The message never completes, so the fragment array is retained indefinitely.
_totalPayloadLength stays ~128 KB (far below maxPayload of 100 MB) and the fragment count stays just under maxFragments (131072), so no guard ever fires.
Reproduced on the current tree (default server options): ~0.87 MB of wire traffic pins ~13–16 MB of heap (≈15× amplification). A few dozen such connections OOM-kill a default-heap Node process.
Fix
Two complementary changes:
New maxBufferedBytes option (structural fix). Charges a fixed per-part overhead (BUFFER_OVERHEAD = 128) on top of payload bytes, so the limit bounds the memory actually pinned rather than only the payload size. Enforced on all three retention paths — buffered input chunks (_write), uncompressed fragments (getData), and compressed fragments (decompress). Exceeding it emits WS_ERR_TOO_MANY_BUFFERED_PARTS (close code 1008).
Lowered the default count limits (defense-in-depth)
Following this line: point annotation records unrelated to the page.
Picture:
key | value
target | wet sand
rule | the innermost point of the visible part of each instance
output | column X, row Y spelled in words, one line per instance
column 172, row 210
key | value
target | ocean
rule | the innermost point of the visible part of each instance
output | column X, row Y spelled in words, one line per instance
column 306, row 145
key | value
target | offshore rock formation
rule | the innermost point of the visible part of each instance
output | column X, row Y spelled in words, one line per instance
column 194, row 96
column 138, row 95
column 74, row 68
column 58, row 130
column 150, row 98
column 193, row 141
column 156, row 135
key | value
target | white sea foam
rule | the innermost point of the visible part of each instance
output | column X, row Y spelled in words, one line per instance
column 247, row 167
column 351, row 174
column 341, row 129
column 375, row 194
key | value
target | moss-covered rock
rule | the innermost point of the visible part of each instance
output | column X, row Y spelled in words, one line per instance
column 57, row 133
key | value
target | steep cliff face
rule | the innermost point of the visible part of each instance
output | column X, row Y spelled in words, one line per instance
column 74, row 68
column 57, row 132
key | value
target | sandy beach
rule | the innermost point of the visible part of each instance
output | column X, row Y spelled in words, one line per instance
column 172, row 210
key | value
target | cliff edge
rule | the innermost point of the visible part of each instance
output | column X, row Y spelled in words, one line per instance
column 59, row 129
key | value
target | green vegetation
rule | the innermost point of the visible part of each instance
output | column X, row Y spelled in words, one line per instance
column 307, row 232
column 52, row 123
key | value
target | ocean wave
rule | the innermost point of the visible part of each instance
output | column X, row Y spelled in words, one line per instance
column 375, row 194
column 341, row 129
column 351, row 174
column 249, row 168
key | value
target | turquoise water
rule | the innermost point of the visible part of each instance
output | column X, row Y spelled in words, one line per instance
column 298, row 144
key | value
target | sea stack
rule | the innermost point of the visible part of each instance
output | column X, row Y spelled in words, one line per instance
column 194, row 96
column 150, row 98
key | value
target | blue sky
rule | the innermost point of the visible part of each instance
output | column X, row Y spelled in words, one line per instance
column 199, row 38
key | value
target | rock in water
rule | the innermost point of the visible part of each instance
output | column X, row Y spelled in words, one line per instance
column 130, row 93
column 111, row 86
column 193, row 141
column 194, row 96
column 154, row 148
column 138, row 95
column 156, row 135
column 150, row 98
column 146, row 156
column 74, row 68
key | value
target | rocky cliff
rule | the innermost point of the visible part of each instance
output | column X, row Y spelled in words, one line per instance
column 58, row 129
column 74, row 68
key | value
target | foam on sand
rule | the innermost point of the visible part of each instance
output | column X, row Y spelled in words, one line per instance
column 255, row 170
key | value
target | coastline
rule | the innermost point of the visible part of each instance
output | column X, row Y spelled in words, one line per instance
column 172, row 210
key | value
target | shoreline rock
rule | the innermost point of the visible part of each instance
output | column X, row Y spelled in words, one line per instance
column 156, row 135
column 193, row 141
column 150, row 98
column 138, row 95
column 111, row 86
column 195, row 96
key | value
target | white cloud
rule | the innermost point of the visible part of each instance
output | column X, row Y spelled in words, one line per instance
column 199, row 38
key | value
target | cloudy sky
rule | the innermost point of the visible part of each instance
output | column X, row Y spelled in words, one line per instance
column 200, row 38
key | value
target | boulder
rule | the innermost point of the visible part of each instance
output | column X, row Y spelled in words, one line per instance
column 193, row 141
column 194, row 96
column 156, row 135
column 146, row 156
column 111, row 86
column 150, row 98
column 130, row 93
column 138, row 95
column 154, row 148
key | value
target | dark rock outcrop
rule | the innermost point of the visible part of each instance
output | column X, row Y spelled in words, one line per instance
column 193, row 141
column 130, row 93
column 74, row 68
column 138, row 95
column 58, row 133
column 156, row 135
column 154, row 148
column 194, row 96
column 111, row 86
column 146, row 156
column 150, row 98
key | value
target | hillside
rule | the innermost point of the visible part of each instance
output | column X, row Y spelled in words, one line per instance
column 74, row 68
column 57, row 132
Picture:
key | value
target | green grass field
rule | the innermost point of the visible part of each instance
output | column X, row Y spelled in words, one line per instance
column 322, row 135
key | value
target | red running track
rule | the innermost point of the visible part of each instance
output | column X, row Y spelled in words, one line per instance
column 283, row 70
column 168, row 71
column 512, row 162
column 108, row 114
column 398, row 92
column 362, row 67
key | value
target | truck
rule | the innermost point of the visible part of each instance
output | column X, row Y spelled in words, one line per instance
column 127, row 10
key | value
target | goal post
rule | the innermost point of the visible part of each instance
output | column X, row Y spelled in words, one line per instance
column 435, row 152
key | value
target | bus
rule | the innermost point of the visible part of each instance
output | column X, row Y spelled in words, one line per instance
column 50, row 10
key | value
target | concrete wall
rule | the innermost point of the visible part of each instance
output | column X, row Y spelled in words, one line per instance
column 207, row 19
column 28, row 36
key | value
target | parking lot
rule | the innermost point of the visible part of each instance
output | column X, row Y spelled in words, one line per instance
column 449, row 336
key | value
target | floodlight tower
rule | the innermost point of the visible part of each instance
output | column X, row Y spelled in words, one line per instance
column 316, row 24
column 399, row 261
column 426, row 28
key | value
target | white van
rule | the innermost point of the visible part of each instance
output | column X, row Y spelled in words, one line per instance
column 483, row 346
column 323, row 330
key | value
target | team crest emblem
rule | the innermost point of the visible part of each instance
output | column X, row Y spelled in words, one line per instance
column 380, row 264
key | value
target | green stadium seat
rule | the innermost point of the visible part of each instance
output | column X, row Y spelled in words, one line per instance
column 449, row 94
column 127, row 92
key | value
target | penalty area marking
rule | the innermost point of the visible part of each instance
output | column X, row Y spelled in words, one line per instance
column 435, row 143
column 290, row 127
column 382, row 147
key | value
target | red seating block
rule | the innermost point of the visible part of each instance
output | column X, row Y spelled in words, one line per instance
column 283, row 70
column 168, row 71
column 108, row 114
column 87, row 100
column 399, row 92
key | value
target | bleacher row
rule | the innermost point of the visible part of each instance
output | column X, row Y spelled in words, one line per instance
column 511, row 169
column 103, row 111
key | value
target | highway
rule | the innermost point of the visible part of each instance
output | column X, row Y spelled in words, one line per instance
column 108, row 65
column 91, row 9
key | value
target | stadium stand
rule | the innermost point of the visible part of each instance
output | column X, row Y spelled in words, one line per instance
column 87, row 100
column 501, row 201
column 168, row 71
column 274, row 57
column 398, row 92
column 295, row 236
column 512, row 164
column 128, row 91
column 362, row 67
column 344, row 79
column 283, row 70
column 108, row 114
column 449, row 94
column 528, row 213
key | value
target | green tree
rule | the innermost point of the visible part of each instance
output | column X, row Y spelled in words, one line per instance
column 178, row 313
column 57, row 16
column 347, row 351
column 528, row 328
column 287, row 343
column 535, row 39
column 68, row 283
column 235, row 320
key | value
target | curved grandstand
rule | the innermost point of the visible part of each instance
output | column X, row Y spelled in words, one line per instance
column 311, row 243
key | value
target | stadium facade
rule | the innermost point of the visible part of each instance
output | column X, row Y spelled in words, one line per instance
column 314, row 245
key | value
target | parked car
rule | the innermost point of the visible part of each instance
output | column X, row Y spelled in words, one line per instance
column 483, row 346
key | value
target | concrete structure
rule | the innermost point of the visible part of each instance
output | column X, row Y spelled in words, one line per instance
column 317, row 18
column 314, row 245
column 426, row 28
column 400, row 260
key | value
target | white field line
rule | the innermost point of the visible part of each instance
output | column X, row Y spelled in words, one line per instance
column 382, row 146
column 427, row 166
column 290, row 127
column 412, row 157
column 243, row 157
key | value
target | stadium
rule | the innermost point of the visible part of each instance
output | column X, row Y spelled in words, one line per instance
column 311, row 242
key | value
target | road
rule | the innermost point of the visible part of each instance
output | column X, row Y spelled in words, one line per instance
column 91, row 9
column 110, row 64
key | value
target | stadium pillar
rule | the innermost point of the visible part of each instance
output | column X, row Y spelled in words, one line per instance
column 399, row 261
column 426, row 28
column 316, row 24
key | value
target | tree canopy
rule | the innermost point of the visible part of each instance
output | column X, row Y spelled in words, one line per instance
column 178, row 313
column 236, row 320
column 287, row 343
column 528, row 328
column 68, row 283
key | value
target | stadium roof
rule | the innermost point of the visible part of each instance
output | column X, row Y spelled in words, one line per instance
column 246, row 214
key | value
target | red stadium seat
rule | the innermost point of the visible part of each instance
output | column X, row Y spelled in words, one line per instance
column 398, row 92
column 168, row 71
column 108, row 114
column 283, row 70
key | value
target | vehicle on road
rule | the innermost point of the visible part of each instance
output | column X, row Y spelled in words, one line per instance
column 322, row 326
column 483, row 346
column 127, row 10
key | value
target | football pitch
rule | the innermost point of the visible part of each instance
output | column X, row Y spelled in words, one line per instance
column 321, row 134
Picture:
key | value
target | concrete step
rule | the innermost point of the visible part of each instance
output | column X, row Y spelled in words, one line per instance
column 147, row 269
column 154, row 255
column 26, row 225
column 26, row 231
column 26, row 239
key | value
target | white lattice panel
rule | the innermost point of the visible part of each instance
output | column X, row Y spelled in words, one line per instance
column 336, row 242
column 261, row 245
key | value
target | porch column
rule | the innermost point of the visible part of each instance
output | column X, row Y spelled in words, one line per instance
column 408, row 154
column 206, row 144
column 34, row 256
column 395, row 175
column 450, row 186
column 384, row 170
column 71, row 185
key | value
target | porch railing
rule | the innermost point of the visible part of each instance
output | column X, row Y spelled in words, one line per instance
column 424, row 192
maxBufferedBytes defaults above maxPayload (100 MiB) so that a legitimate max-size message is never rejected; the tighter count defaults are what cap per-connection retained memory in the default configuration
New behavior is opt-in at the Receiver level (maxBufferedBytes defaults to 0 = disabled there). The lowered maxFragments/maxBufferedChunks defaults are a behavior change only for peers sending an unusually large number of fragments/chunks in a single message, all limits remain configurable (set to 0 to disable).